David Morrow LMFTMarriage

How Important Is Appearance?

I read an article this week about an Instagram post that went viral. Jenna Kutcher (@jennakutcher) hired a wedding photographer to take some pictures of herself and her husband walking on the beach in Hawaii. Jenna, is a 29-year-old young lady who is an “expert online marketer” (www.jennakutcher.com). Her husband, Drew, is a 31-year-old health coach, and he is also known as “Mr. 6-pack.” In the photograph, Drew is shirtless, and he leans to give his bride a kiss. Jenna, who describes herself as “curvy,” is wearing a one-piece bathing suit. According to the article, the initial trigger that caused the image to go viral was a direct message she received on Instagram. A person rudely said, via direct message, that the individual “couldn’t believe” that Jenna had “managed to land a guy as good-looking” as her husband. Jenna, who has struggled with an eating disorder in the past, admits that she “writes narratives in my head that because I am not thin, I don’t deserve him.”

How sad is it that our society has allowed our culture to develop a hierarchy that some would use to determine who should marry whom based solely on appearance? The naivete that some people use regarding relationships is staggering. Do these individuals believe that physical attractiveness is equal to love, and when that is lost so is the basis of the relationship?

People have a tendency to teach the things they believe most to their children. Therefore, some of the simplest life lessons are in children’s books. One such book is The Velveteen Rabbit written by Margery Williams and illustrated by William Nicholson. It was originally published in 1922, but its message is timeless. The story begins with a stuffed rabbit made of velveteen, which is imitation velvet. It was placed in a Christmas stocking. This rabbit desperately wants to be real and views himself as inadequate because the more mechanical toys, such as the model boat, looked down on him. The only toy that was respectful to the velveteen rabbit was the skin horse. The skin horse was a hand-me-down toy from the boy’s uncle. The velveteen rabbit and the skin horse shared a conversation:

 

“What is REAL?” asked the Rabbit one day, when they were lying side by side near the nursery fender, before Nana came to tidy the room. “Does it mean having things that buzz inside you and a stick-out handle?”

“Real isn’t how you are made,” said the Skin Horse. “It’s a thing that happens to you. When a child loves you for a long, long time, not just to play with, but REALLY loves you, then you become Real.”

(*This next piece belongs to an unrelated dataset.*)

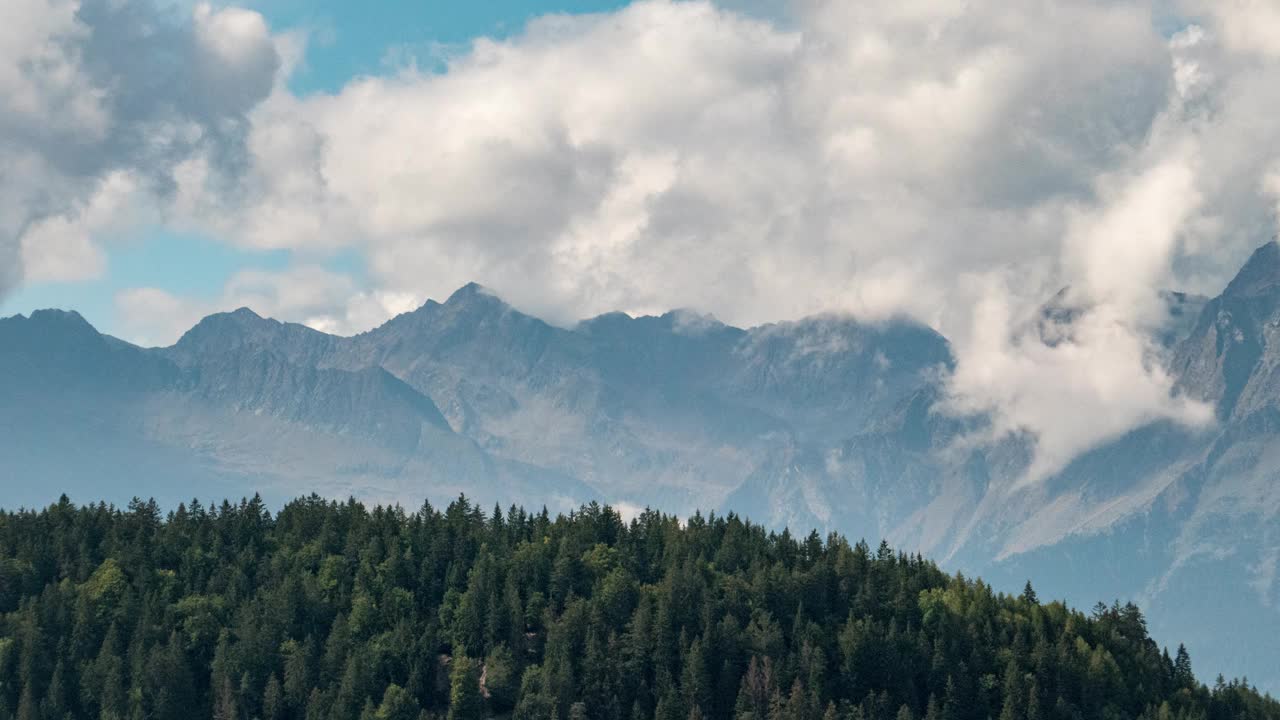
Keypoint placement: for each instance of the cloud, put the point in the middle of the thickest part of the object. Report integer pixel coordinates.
(956, 163)
(311, 295)
(100, 100)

“Does it hurt?” asked the Rabbit.

“Sometimes,” said the Skin Horse, for he was always truthful. “When you are Real you don’t mind being hurt.”

“Does it happen all at once, like being wound up,” he asked, “or bit by bit?”

“It doesn’t happen all at once,” said the Skin Horse. “You become. It takes a long time. That’s why it doesn’t happen often to people who break easily, or have sharp edges, or who have to be carefully kept. Generally, by the time you are Real, most of your hair has been loved off, and your eyes drop out and you get loose in the joints and very shabby.  But these things don’t matter at all, because once you are Real you can’t be ugly, except to people who don’t understand.”

 

Love is not something that one deserves based on appearance. If a man’s love for his wife changes based on her appearance, then he is a person that does not understand any more than The Velveteen Rabbit’s mechanical toys. Think about the idea that every person on this planet, who is old enough to have experienced their real first love, is within a few years of moving away from the potential of feminine or masculine perfection. By Hollywood’s standards, a minuscule percentage of people even qualify to be considered for that quality. So, why allow them to set our standards?

To Jenna and Drew Kutcher: The evidence of your love for each other is revealed in the quality of your smiles as you look at each other in the photographs. For 10 years, you have invested your life into each other, and that is what makes you and your love for each other real. All of us can learn from your example. People who assert that you don’t deserve each other based on their perception of you are only revealing their own ugliness, which is so much deeper than their skin. Their ugliness goes all the way to their heart.

What do you think we can do that will teach people around us to look for what is REAL in others?